S. enterica is a very diverse pathogen with thousands of serovars. In their core genome, all S. enterica serovars carry two molecular syringes called type-three secretions systems (T3SS), which inject bacterial proteins called effectors into host cells. These effectors create a hospitable niche inside host cells for the replicating bacteria. Outside of the core genome, each serovar carries hundreds to thousands of different genes, which means each serovar packs a unique genetic toolset. We discovered that only a handful of non-typhoidal serovars carry an effector called SarA—an effector that activates the host transcription factor STAT3 to render host cells and mice more permissive to S. enterica replication through an anti-inflammatory transcriptional program.
Following this discovery, I determined that SarA activates STAT3 by mimicking the active cytokine co-receptor gp130. Specifically, a 40 amino acid stretch in SarA is homologous to the STAT3-binding portion of gp130’s cytoplasmic tail. We dubbed this stretch the GBS (gp130-binding of STAT3) sequence. By generating chimeric gp130-SarA proteins, I determined that the two GBS are functionally interchangeable. In fact, the SarA GBS binds STAT3 with even greater affinity when measured with isothermal titration calorimetry. This results in SarA driving prolonged and more robust STAT3 signaling than cytokine-gp130 signaling. This continues a reoccurring theme in bacterial pathogenesis: effectors evolve to be more effective than their mammalian counterparts. This is due to selective pressure driving effectors toward supraphysiological responses that enable replication and dissemination, whereas host signaling is pressed toward a measured and regulated response that promotes homeostasis.
In complementary studies exploring how human genetics contribute to variable outcomes, we infected hundreds of genotyped human cell lines from around the world and measured S. enterica serovar Typhi (S. Typhi) replication inside these human cells as a proxy for virulence in a whole person.
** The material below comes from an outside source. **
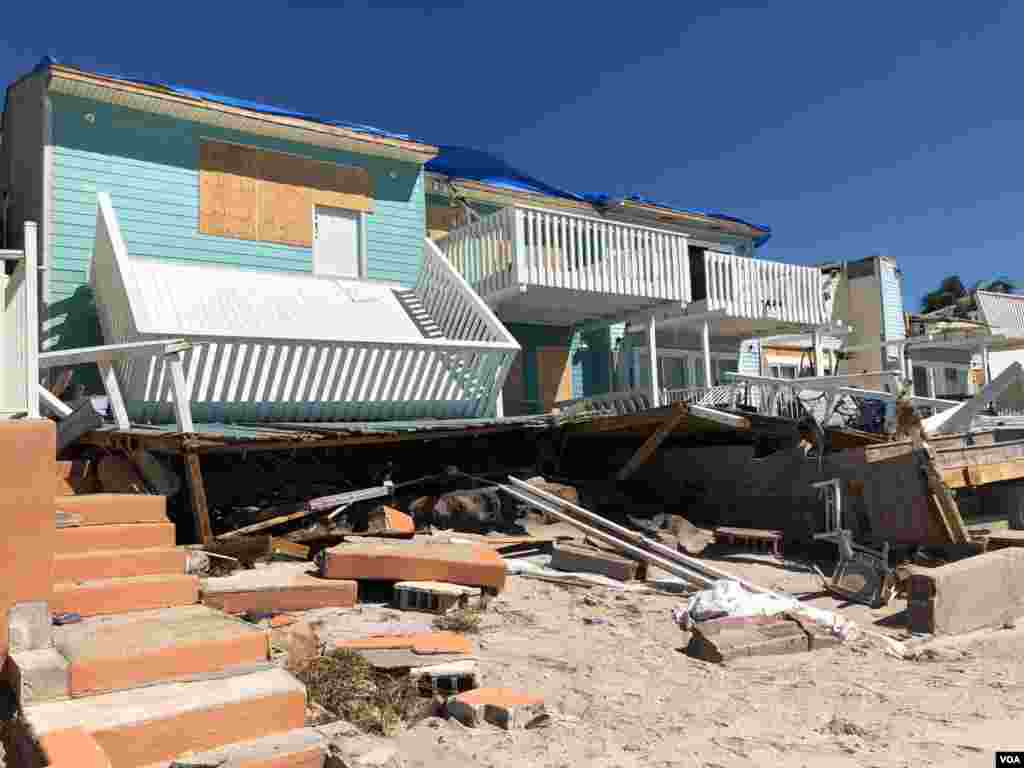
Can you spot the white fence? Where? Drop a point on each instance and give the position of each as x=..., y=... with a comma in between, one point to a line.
x=534, y=247
x=332, y=374
x=19, y=329
x=757, y=289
We then associated this quantitative outcome with more than 10 million genetic markers in the genotyped cell lines to identify specific loci that associate with significantly more or less intracellular S. Typhi replication. One of these loci regulates expression of the divalent cation channel gene MCOLN2. By deleting the MCOLN2 gene, I confirmed mucolipin-2 (MCOLN2 or TRPML2) is a host factor that reduces S. Typhi replication inside human immune cells. Further, MCOLN2-/- mice have increased Salmonella burden.
To determining how mucolipin-2 restricts S. Typhi replication, I used dual RNA- seq of host and bacterial transcripts, which allows the intracellular S. Typhi to serve as a probe that reports how intracellular conditions change when MCOLN2 is removed. These results indicated that mucolipin-2 reduces Mg2+ availability to the bacteria. Repleting Mg2+ during in vitro infection only increases S. Typhi replication when mucolipin-2 is present, demonstrating that Mg2+ addition overcomes MCOLN2- dependent restriction.
Identifying these variable bacterial and host factors can improve the targeting of therapeutics—especially as next generation sequencing becomes more common clinically. In the long-term, elucidating how these genetic variants modulate the outcomes of Salmonella infection teaches us how severe outcomes occur, and hopefully, how to avoid or mitigate them.